Gli Stati Uniti prevedono l’intervento diretto dell’Iran contro Israele
La Casa Bianca “soffia sul fuoco” della guerra e prevede “un’escalation e l’intervento diretto dell’Iran”. L’amministrazione Biden teme un’escalation della guerra tra Israele e Hamas e la prospettiva di un coinvolgimento diretto dell’Iran. Lo ha detto il consigliere per la sicurezza nazionale della Casa Bianca, Jake Sullivan, intervenendo alla Cbs, dove ha evocato la possibilità di un nuovo fronte di battaglia sul confine tra Israele e Libano. “Non possiamo escludere che l’Iran scelga di impegnarsi direttamente in qualche modo. Dobbiamo prepararci per ogni possibile evenienza”, ha annunciato.

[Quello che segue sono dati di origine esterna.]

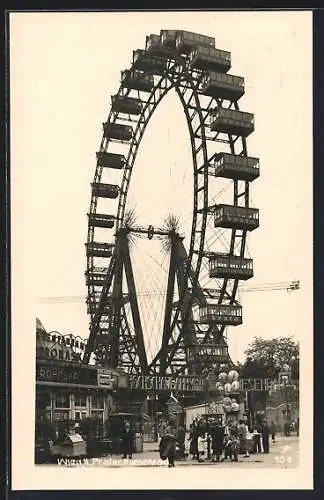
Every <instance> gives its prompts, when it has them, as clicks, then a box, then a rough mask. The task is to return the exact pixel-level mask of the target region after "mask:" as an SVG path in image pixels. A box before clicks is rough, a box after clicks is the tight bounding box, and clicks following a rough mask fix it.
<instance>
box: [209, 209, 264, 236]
mask: <svg viewBox="0 0 324 500" xmlns="http://www.w3.org/2000/svg"><path fill="white" fill-rule="evenodd" d="M214 224H215V227H223V228H228V229H242V230H246V231H253V230H254V229H256V228H257V227H259V210H258V209H257V208H250V207H239V206H235V205H216V207H215V212H214Z"/></svg>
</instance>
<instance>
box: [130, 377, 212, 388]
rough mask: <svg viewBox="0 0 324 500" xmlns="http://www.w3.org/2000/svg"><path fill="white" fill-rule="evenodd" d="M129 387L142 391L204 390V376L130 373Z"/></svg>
mask: <svg viewBox="0 0 324 500" xmlns="http://www.w3.org/2000/svg"><path fill="white" fill-rule="evenodd" d="M129 387H130V389H138V390H143V391H148V390H154V391H157V392H159V391H180V392H204V391H205V390H206V379H205V378H204V377H189V376H179V377H171V376H170V377H168V376H166V377H160V376H157V375H152V376H150V375H130V376H129Z"/></svg>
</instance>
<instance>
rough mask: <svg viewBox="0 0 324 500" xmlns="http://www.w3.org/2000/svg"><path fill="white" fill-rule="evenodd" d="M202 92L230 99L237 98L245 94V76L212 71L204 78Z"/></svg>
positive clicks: (227, 98)
mask: <svg viewBox="0 0 324 500" xmlns="http://www.w3.org/2000/svg"><path fill="white" fill-rule="evenodd" d="M201 93H202V94H204V95H209V96H212V97H219V98H221V99H228V100H229V101H233V100H237V99H239V98H240V97H242V95H244V78H242V77H240V76H234V75H227V74H226V73H216V72H210V73H209V74H208V75H206V76H205V77H204V78H203V80H202V83H201Z"/></svg>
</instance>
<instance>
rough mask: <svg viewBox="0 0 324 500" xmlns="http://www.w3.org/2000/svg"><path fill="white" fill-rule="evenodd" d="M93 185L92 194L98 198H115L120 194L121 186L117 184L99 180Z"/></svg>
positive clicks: (91, 184) (92, 186) (114, 198)
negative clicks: (110, 183)
mask: <svg viewBox="0 0 324 500" xmlns="http://www.w3.org/2000/svg"><path fill="white" fill-rule="evenodd" d="M91 186H92V196H96V197H98V198H111V199H115V198H117V197H118V195H119V186H116V185H115V184H102V183H99V182H93V183H92V184H91Z"/></svg>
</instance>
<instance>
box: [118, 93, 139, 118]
mask: <svg viewBox="0 0 324 500" xmlns="http://www.w3.org/2000/svg"><path fill="white" fill-rule="evenodd" d="M111 108H112V110H113V111H114V112H116V113H124V114H126V115H140V114H141V112H142V103H141V101H140V100H139V99H136V98H135V97H128V96H123V95H114V96H112V97H111Z"/></svg>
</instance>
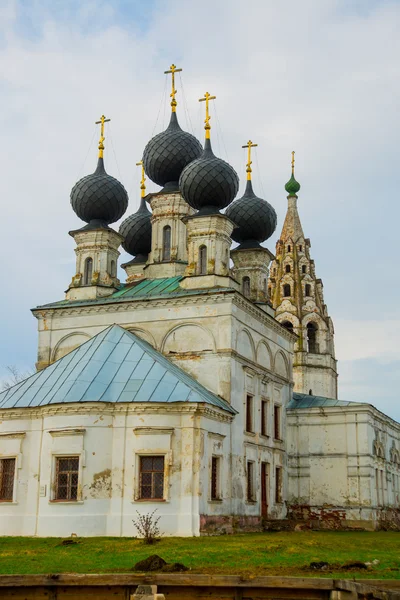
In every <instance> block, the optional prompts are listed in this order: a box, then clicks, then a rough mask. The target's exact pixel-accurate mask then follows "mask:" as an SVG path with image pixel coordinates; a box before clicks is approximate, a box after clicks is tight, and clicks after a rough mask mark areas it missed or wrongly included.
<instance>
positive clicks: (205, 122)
mask: <svg viewBox="0 0 400 600" xmlns="http://www.w3.org/2000/svg"><path fill="white" fill-rule="evenodd" d="M216 97H217V96H210V94H209V93H208V92H206V93H205V94H204V98H199V102H205V103H206V118H205V120H204V123H205V125H204V129H205V130H206V140H209V139H210V129H211V125H210V119H211V117H210V113H209V110H208V103H209V101H210V100H215V98H216Z"/></svg>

Gli Stati Uniti sembrano soffiare sul fuoco tant’è che “la rabbia” dei Paesi Arabi è crescente. Gli Arabi si attenderebbero da Biden un atteggiamento più “dialogante” invece di spingere la destra israeliana ad azioni che vanno ben oltre il legittimo diritto all’autodifesa.
Il presidente egiziano Abdel Fattah Al Sisi ha dichiarato al segretario di Stato americano Antony Blinken che la reazione di Israele all’attacco di Hamas è andata oltre l’autodifesa e si è tradotta in una punizione collettiva. Sisi ha anche affermato di rifiutare di prendere di mira qualsiasi civile nel conflitto in corso. Lo riporta Haaretz. “La reazione israeliana va oltre il diritto all’autodifesa, equivale a una punizione collettiva”, afferma il presidente egiziano.